The discovery of nitric oxide (NO) 1 as a uniquely diffusible and reactive molecular messenger in the vascular and immune systems motivated searches for NO biosynthesis throughout the body. NO was soon found in abundance in the central and peripheral nervous systems (1–3). Indeed, NO synthase (NOS), the enzyme that produces NO from L-arginine, occurs at higher levels in brain than in any other tissue, which facilitated the initial isolation of an NOS protein and cloning of an NOS cDNA (4). Intensive studies over the past 10 yr have determined that NO mediates diverse physiological functions associated with neurons.

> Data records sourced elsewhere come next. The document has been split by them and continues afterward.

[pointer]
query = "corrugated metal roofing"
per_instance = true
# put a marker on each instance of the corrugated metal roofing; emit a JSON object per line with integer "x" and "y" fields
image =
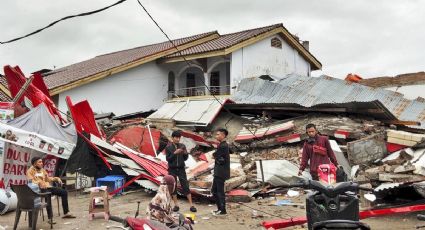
{"x": 199, "y": 112}
{"x": 315, "y": 91}
{"x": 81, "y": 70}
{"x": 225, "y": 41}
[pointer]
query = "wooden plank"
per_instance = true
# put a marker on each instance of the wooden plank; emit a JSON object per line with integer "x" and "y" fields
{"x": 127, "y": 66}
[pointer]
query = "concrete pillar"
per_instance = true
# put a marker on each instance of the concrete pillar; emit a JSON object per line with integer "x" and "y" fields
{"x": 207, "y": 82}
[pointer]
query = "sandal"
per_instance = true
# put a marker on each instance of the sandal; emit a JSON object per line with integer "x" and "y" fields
{"x": 69, "y": 216}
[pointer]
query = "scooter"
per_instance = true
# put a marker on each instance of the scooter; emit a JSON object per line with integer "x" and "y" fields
{"x": 332, "y": 207}
{"x": 134, "y": 223}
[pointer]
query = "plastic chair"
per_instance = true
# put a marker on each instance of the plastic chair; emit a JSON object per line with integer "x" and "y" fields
{"x": 26, "y": 198}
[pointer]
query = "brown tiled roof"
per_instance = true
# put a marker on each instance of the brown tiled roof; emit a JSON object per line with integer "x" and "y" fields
{"x": 3, "y": 95}
{"x": 396, "y": 81}
{"x": 230, "y": 41}
{"x": 84, "y": 69}
{"x": 225, "y": 41}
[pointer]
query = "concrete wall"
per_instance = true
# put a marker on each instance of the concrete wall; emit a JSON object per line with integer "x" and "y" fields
{"x": 139, "y": 89}
{"x": 261, "y": 58}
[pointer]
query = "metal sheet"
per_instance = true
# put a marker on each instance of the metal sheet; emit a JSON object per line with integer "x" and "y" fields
{"x": 325, "y": 90}
{"x": 194, "y": 111}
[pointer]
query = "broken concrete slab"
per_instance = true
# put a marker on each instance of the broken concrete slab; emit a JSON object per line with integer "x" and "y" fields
{"x": 400, "y": 178}
{"x": 419, "y": 161}
{"x": 401, "y": 141}
{"x": 239, "y": 195}
{"x": 234, "y": 182}
{"x": 367, "y": 150}
{"x": 341, "y": 158}
{"x": 373, "y": 173}
{"x": 405, "y": 136}
{"x": 405, "y": 169}
{"x": 279, "y": 172}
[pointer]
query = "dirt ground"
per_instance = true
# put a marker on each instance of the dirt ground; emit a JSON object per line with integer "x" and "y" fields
{"x": 240, "y": 217}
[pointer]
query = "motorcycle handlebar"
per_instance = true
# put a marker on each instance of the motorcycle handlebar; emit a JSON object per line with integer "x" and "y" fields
{"x": 117, "y": 219}
{"x": 330, "y": 191}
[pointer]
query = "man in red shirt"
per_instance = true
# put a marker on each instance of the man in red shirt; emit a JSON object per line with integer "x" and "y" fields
{"x": 318, "y": 150}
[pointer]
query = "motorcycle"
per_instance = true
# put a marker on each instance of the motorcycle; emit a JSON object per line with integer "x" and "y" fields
{"x": 134, "y": 223}
{"x": 332, "y": 207}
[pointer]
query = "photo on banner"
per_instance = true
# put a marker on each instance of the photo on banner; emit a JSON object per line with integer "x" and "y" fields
{"x": 16, "y": 161}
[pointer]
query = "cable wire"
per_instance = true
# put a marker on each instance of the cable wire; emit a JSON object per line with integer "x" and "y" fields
{"x": 63, "y": 19}
{"x": 189, "y": 64}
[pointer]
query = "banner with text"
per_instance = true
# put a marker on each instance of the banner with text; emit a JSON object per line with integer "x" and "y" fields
{"x": 16, "y": 161}
{"x": 36, "y": 141}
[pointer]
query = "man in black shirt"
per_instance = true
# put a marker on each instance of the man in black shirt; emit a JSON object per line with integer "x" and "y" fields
{"x": 221, "y": 172}
{"x": 176, "y": 155}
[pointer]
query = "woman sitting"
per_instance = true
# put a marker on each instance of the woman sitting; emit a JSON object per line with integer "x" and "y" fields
{"x": 159, "y": 208}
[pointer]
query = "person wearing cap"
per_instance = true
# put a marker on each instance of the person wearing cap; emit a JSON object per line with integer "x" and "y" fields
{"x": 317, "y": 150}
{"x": 159, "y": 209}
{"x": 176, "y": 154}
{"x": 221, "y": 172}
{"x": 38, "y": 175}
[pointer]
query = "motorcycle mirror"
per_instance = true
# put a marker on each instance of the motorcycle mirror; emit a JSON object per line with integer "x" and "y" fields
{"x": 147, "y": 227}
{"x": 370, "y": 197}
{"x": 292, "y": 193}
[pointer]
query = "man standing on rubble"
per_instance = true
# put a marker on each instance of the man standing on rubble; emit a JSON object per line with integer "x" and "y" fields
{"x": 176, "y": 155}
{"x": 221, "y": 171}
{"x": 318, "y": 150}
{"x": 38, "y": 175}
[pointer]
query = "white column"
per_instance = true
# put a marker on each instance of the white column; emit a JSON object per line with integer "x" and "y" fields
{"x": 207, "y": 82}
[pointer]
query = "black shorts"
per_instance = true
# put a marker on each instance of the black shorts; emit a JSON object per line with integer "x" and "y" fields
{"x": 181, "y": 175}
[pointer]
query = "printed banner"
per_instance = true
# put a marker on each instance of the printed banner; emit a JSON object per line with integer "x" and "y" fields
{"x": 50, "y": 162}
{"x": 6, "y": 111}
{"x": 16, "y": 161}
{"x": 36, "y": 141}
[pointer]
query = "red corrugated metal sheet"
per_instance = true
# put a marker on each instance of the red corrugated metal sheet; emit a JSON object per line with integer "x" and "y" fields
{"x": 138, "y": 138}
{"x": 153, "y": 167}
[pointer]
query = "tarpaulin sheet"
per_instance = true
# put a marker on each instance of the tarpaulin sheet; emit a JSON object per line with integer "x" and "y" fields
{"x": 16, "y": 79}
{"x": 83, "y": 117}
{"x": 138, "y": 138}
{"x": 248, "y": 135}
{"x": 277, "y": 224}
{"x": 153, "y": 166}
{"x": 39, "y": 120}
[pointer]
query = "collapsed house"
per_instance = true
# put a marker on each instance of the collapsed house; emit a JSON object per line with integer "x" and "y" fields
{"x": 376, "y": 134}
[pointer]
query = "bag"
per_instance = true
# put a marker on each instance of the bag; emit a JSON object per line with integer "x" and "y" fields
{"x": 341, "y": 176}
{"x": 320, "y": 150}
{"x": 327, "y": 173}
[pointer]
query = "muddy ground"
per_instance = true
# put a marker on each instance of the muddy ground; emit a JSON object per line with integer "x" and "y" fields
{"x": 240, "y": 217}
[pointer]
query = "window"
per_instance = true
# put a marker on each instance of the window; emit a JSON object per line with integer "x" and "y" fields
{"x": 215, "y": 83}
{"x": 190, "y": 80}
{"x": 171, "y": 81}
{"x": 276, "y": 42}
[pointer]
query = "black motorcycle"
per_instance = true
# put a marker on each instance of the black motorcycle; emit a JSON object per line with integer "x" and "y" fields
{"x": 332, "y": 207}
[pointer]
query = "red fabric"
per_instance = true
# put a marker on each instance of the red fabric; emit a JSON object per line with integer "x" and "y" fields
{"x": 353, "y": 78}
{"x": 138, "y": 224}
{"x": 391, "y": 147}
{"x": 16, "y": 79}
{"x": 83, "y": 117}
{"x": 327, "y": 173}
{"x": 153, "y": 167}
{"x": 134, "y": 179}
{"x": 317, "y": 159}
{"x": 138, "y": 138}
{"x": 320, "y": 150}
{"x": 39, "y": 83}
{"x": 277, "y": 224}
{"x": 200, "y": 140}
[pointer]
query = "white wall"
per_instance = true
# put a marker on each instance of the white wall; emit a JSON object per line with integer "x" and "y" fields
{"x": 261, "y": 58}
{"x": 139, "y": 89}
{"x": 410, "y": 91}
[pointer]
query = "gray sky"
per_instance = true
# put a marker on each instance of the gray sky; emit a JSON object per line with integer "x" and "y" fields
{"x": 370, "y": 38}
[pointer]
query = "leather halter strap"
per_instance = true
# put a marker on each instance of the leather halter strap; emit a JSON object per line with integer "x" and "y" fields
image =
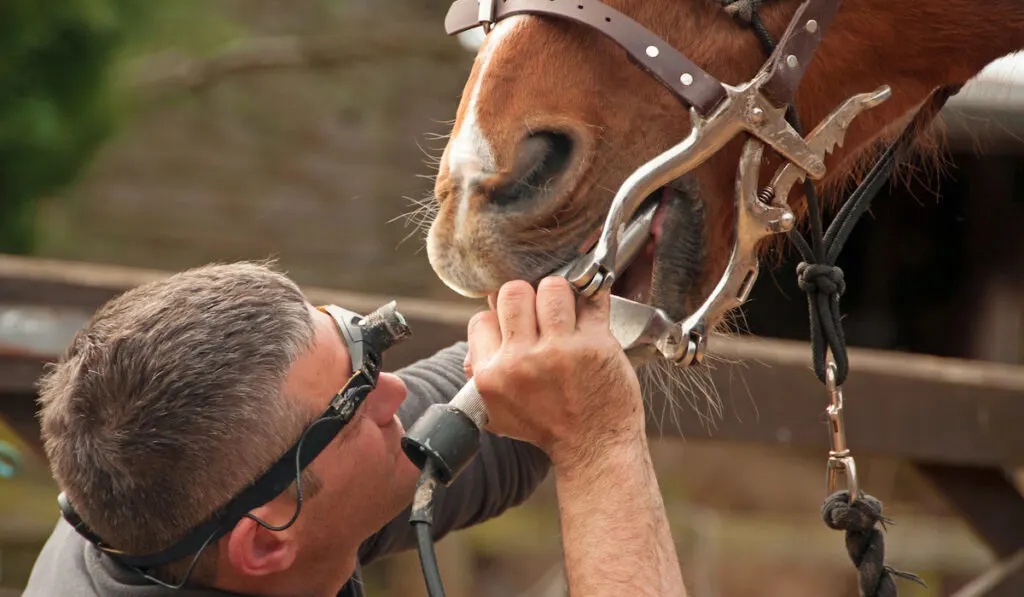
{"x": 690, "y": 83}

In the peripheral nervous system, NO acts much like a classical neurotransmitter in regulating gastrointestinal motility, regional blood flow, and neuroendocrine function. In the brain, NO acts as a neuromodulator to control behavioral activity, influence memory formation, and intensify responses to painful stimuli. Furthermore, NO biosynthesis in excitable tissues is not restricted to neurons. Recent studies have identified skeletal muscle as a major source for NO in the body (5, 6) where NO regulates both metabolism and muscle contractility.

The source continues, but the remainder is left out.